Até o congresso da Filadélfia, no final do século XVI, as colônias norte americanas tinham contornos exatos de estados independentes, conquanto não se pudesse, com rigor técnico, assegurar sua concepção de soberania, uma vez que vinculadas à metrópole, tinham entretanto tamanha autonomia administrativa e geriam com tamanha eficiência seus interesses e negócios que eram auto-sustentáveis e independentes.
Esta constatação histórica leva ao inexorável entendimento de que, a partir do objetivo original de ficar, de estabelecer-se no território, com suas famílias, bens, culturas e crenças, os colonizadores americanos (aqui sim, propriamente denominados colonizadores) fundaram também seu sistema de valores e sentimentos nacionalistas até hoje resistentes e provavelmente perpetuados.
Remissão atual e apropriada ao conceito da formação federativa de Estados Unidos é o movimento mundial em torno dos Blocos Econômicos.
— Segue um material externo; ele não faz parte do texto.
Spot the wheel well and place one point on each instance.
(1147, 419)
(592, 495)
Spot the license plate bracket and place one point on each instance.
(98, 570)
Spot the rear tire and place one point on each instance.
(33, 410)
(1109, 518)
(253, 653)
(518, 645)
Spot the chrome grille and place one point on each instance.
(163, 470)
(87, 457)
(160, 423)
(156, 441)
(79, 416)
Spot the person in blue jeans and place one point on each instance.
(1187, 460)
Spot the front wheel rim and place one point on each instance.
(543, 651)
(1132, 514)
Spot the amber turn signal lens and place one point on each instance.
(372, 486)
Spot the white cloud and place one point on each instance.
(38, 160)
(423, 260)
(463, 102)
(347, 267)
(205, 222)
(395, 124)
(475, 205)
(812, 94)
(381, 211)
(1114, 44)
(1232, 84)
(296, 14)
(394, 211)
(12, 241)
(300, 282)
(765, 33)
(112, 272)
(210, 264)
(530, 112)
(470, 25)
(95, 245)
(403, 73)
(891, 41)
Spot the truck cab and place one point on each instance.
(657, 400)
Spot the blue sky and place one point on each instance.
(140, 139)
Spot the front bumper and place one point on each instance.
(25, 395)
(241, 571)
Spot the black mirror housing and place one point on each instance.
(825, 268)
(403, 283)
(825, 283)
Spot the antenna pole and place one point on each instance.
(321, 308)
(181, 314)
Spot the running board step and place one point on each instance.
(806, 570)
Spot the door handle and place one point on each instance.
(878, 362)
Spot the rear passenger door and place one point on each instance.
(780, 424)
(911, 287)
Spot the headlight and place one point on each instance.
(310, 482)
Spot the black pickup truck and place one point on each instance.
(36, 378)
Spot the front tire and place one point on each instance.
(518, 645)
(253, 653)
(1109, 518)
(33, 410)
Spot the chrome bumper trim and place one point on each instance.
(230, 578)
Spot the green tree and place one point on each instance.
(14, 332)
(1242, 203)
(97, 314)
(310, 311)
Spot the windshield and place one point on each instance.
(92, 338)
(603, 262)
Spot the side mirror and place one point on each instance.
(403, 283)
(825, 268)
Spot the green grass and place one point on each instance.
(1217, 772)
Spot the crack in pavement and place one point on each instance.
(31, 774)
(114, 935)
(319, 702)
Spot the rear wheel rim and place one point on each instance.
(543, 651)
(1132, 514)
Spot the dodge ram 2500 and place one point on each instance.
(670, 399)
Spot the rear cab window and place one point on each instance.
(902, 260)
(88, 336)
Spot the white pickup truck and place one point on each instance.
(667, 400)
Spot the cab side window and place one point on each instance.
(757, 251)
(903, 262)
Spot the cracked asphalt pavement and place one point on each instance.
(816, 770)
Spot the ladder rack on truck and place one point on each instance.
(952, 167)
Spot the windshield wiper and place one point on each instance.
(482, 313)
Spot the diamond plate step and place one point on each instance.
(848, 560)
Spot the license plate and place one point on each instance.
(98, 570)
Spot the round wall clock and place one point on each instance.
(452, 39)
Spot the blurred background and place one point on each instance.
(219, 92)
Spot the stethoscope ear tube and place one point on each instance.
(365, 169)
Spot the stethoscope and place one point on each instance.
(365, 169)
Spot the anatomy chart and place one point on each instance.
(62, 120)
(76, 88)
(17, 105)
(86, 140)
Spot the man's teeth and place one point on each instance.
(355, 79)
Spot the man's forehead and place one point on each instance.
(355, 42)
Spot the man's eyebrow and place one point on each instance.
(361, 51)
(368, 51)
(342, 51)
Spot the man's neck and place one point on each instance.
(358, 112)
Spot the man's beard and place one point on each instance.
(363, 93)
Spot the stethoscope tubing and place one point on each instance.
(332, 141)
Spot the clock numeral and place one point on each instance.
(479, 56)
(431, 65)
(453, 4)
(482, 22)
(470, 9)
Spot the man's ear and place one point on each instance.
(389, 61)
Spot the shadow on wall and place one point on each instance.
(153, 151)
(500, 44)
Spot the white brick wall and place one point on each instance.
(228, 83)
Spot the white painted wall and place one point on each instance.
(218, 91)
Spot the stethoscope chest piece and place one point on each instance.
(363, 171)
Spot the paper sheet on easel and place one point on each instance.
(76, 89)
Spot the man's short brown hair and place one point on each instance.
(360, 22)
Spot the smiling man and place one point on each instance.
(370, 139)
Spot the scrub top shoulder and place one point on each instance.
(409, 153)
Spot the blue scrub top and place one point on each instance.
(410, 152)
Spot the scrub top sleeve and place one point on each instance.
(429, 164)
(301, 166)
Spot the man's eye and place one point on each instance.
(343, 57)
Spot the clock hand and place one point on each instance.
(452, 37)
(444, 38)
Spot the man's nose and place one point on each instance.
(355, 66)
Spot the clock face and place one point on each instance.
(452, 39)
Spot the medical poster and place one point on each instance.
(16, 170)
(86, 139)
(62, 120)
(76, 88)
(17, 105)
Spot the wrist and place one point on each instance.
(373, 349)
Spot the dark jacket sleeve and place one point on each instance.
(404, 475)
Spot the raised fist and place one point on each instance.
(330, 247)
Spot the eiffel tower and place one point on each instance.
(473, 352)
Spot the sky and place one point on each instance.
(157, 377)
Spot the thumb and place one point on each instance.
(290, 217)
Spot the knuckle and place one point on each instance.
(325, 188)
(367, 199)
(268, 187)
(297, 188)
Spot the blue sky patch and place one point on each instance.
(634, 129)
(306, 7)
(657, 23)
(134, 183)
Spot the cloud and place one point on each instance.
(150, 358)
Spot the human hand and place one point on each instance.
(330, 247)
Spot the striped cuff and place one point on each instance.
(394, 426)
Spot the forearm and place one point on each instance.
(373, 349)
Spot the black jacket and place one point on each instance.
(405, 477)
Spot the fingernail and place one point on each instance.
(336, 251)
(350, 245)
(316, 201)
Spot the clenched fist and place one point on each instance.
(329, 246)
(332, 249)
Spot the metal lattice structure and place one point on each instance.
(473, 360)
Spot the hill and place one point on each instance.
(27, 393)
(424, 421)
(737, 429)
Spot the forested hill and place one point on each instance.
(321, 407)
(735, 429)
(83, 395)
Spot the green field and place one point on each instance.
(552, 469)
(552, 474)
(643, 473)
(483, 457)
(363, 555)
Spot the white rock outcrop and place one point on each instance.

Referência mais evidente, a União Européia sempre se caracterizou como o germe de um Estado Europeu. Bem se poderia reconhecê-lo pela denominação conceitual de Estados Unidos da Europa.
Falei deste paralelo conceitual contemporâneo para observar que a força tangente que funda o espírito da União, como elemento essencial e constitucional das Federações tem, como coincidência dum e doutro momento histórico, um vetor elementar: o interesse individual comum. No caso dos antigos estados americanos, jungidos na atual União Federativa, interesse bélico de soberania, com evidente interesse de independência econômica subjacente. No caso dos atuais estados europeus, interesse de fortalecimento econômico, que tem, à evidência, subjacente preocupação com a hegemonia, cada vez mais acentuada e perigosa, dos Estados Unidos em sua atividade global.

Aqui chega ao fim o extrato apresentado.